Skeets investigates Daniel Carter’s apartment, but is discovered by Daniel. Daniel then proceeds to tell Skeets how he was a star football player who was injured and later became an insurance salesman. Skeets tell Daniel that it needs to get back into Rip Hunter’s lab and Daniel can help it. In return, Skeets can make Daniel a superhero.

Week 19, Day 2

Starfire, Animal Man, and Adam Strange enjoy a “pitstop on the pilgrim trail” while Lobo performs his duties as Archbishop of the First Celestial Church of the Triple Fish-God. Lobo tells them they are in space sector 3500, where a “hundred complex, thrivin’ systems” are “now a big sky fulla screamin’ headstones”. It turns out the same being who laid waste to sector 3500’s systems is the same being who pit a bounty on Earthbound trio’s heads. And then Lobo reveals he’s in possession of the Emerald Eye of Ekron.

Week 19, Day 3

The Weather Wizard is flooding a Metropolis bank in an effort to kill the manager, when Supernova arrives to help those trapped inside. Wonder Girl captures Weather Wizard. The two heroes talk, and Wonder Girl is surprised that Supernova doesn’t recognize her. As he leaves, she calls him Kon-El.

Week 19, Day 4

Daniel, wearing Booster’s goggles, gains access to Hunter’s lab. Skeets has Daniel examine some writing on a wall, and when Daniel asks Skeets about the message, “It’s all his fault”, Skeets announces, “He knows”, and allows the doors to shut and then initiates the defense systems. Skeets sets the lab to reopen in 1 million A.D., and Daniel is sucked into a timeloop vortex.

Thoughts

Wow. Appearances of the number 52 return. Daniel’s jersey is numbered 52. The cover has a few. It also sports some significant years, such as 1938 (Superman’s debut), 1939 (Batman’s debut), 1941 (Wonder Woman’s debut), 1956 (the Silver Age), and 1985 (Crisis on Infinite Earths). Is 3006 a reference to the 31st century Legion? 4006 and 5252 have some significance relating to angels, according to my Google search, but as far as DC Comics, I don’t know. There are some other numbers as well, but I can’t make them out (is one them 1935, the beginning of what would become DC Comics?). Finally, cover-wise,  I like how Booster Gold is positioned, holding Skeets like a football, as if he’s running for a touchdown. Like ancestor, like descendant, right?

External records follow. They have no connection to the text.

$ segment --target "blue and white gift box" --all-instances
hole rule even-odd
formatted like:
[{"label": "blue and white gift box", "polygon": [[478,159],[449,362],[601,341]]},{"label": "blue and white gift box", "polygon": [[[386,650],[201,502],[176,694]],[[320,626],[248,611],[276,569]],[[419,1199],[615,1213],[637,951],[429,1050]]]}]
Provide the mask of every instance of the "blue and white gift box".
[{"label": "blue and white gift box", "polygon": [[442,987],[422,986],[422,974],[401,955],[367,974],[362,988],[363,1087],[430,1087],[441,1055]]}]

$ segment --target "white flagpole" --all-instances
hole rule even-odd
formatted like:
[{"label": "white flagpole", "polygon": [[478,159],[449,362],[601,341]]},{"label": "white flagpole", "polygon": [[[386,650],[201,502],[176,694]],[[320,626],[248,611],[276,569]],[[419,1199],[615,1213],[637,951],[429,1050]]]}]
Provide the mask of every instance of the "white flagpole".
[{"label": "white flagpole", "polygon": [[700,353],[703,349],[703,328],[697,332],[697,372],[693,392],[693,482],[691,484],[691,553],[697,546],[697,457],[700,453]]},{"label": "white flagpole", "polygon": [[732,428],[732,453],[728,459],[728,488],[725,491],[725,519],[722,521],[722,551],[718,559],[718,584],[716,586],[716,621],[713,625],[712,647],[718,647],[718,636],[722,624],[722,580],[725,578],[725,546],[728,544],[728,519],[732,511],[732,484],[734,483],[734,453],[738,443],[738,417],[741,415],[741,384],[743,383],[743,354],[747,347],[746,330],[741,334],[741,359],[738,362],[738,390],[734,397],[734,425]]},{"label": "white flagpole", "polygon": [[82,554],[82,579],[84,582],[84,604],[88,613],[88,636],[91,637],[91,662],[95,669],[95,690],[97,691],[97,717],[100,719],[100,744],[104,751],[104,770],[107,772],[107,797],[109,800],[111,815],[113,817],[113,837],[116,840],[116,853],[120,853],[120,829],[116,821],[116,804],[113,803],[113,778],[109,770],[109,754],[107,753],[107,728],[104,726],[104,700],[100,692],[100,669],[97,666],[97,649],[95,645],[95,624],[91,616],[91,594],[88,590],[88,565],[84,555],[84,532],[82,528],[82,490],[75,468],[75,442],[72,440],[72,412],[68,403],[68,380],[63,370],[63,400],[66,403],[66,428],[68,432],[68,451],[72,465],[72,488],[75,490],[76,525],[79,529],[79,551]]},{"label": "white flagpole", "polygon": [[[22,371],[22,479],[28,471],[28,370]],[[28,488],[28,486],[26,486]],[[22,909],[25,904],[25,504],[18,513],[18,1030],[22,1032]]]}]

Other bits of trivia: in Daniel’s apartment, we see that he played for the Manchester High Spartans, and there is a magazine with Booster on the cover called Worlds Finest. Later, we see an ad for Skeetles Candy, proving Booster had no shame. Finally, Lobo can speak “17,897 galactic languages” — who knew?

Animal Man’s reaction to being among all the aliens was interesting. After spouting some word gibberish (“sweat that smells of … roses underwater, kettles in blue grass…”), he tells Adam Strange, “I can’t describe this using English…” I appreciate the writer trying to show us the wonder and awe a simple Earth man (albeit a superhuman) might experience in outer space. Later, there’s a nice splash page of the “bad guy” (Lady Styx) responsible for the bounty on the heroes’ heads and for the destruction of sector 3500’s worlds. On the same page we get to see Lobo in possession of the Emerald Eye of Ekron! The Emerald Eye has long been one of my favorite items in DC lore, first in Legion of Super-Heroes and then L.E.G.I.O.N.

I’m not as interested in Wonder Girl’s supposition that Supernova is her dead boyfriend (where did that come from?!) than I am in his reaction to her near caress: “Respect my personal space, please”. It’s rare we see a rejection of the soap-opera trope for such a blunt response between superhero characters.

Finally, there’s definitely something up with Skeets. I mentioned this before, but it’s quite obvious that Skeets isn’t … Skeets. But who is it?!

The Origin of Animal Man

by Waid, Bolland, Hollingsworth, Brosseau, Richards, Wacker

It’s lovely to see Brian Bolland art, even if for just two pages. The way the aliens are discussed makes them seem more sinister than what I recall from reading this brilliant series. In fact, they seemed a bit more bumbling than malevolent, but I could be forgetting something. Regardless, what were the aliens’ intentions for grafting humans to the morphogenetic field?